E então o Sporting entrou bem e à procura da felicidade, com trocas constantes de posições entre os avançados (Bas Dost e Podence) e os extremos (Acuña e Gelson), passes de Bruno Fernandes e subidas interessantes de Fábio Coentrão, este cada vez mais perto - ou menos longe, vá - daquilo que foi do outro lado da 2.ª Circular. Pois que, como aquele jogo de ilusionismo em que o artista de rua esconde uma bola num de três copos, os leões foram confundindo marcações e chegaram ao golo de penálti.

Tcharan.

O disparatado Florient deu um encosto em Podence e Bas Dost somou o 10.º tirinho da época. Minuto 13, minuto da sorte para Jesus que rabiscou um onze arriscado.

Com a vantagem no marcador, os leões puseram-se a controlar o andamento à distância, visto que o Belenenses também não conseguia fazer mais do que correr pela linha quando não estava preocupado em acudir a fogos lá atrás.

Obviamente, Domingos Paciência iria mudar alguma coisa para não tropeçar na sua própria ironia. “O Belenenses nunca vai ganhar ao Sporting. Na época passada, não foi o Belenenses que ganhou, foi o Sporting que perdeu”. Para procurar pelo menos o empate era preciso mostrar mais.

Foi o que fez. Pôs Maurides - que é irmão de Maicon (ex-FC Porto), tirou Bouba, abriu dois extremos e passou a jogar declaradamente com três médios e três avançados. E o jogo melhorou na ótica do utilizador e piorou na do técnico - porque partiu, descontrolou-se a espaços, mesmo já com Battaglia (saiu Podence) em campo para tentar equilibrar os desequilíbrios naturais de uma equipa que entrou com tudo.

Assim, nos últimos vinte minutos, ambas as equipas podiam ter chegado ao golo em algumas ocasiões.
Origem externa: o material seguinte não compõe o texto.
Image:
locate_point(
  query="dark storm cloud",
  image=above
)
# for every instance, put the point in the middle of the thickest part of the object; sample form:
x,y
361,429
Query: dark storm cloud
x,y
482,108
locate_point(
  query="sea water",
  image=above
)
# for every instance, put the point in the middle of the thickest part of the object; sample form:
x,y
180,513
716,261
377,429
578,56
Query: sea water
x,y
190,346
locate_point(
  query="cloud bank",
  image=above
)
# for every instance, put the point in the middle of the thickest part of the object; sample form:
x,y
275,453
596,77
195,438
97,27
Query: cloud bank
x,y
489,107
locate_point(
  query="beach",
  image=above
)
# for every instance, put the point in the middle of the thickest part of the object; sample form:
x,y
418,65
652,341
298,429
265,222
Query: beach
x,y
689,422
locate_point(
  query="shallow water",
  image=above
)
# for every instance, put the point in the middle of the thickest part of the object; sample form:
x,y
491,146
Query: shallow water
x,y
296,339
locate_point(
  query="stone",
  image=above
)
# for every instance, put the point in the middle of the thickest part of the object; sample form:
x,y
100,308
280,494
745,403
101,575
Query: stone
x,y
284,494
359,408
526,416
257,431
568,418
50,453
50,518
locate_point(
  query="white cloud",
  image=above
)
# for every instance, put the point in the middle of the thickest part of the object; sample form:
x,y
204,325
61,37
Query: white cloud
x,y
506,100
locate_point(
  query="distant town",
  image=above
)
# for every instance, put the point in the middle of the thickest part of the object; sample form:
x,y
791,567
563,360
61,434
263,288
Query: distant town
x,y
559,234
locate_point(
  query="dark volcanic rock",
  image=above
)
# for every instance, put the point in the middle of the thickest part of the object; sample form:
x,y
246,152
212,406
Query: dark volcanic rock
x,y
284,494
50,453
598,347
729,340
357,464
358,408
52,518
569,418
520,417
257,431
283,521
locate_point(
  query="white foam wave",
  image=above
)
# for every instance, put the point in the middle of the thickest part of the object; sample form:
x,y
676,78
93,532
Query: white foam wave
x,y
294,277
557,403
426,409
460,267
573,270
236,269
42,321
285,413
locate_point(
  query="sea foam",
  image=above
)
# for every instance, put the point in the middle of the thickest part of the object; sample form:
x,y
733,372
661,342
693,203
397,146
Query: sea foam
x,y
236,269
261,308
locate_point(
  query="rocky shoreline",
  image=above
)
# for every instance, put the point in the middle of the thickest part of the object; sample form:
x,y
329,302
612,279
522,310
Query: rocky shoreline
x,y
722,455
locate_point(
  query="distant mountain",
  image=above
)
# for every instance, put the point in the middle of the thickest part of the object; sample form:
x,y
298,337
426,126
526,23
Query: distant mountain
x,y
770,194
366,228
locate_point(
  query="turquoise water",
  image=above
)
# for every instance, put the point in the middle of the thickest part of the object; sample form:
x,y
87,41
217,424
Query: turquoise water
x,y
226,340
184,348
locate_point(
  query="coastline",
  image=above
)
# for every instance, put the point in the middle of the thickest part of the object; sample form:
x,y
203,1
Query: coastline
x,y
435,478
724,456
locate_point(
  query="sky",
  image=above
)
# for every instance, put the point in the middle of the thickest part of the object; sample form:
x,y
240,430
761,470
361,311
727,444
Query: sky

Contabilizei estas: o Belenenses por Maurides (76’) e o Sporting por William (78’), Bryan Ruiz (85’) e Bas Dost (87’). O jogo acabou 1-0, mas podia ter sido 2-1 ou algo semelhante, porque o mérito do triunfo sportinguista é inquestionável. Todavia, fica uma questão: o Sporting-pós-jogos-da-Champions é sempre menos intenso, facto que já se encara com estranha naturalidade, mas este Sporting-pré-jogos-da-Champions também afrouxa, facto que se terá de analisar no futuro.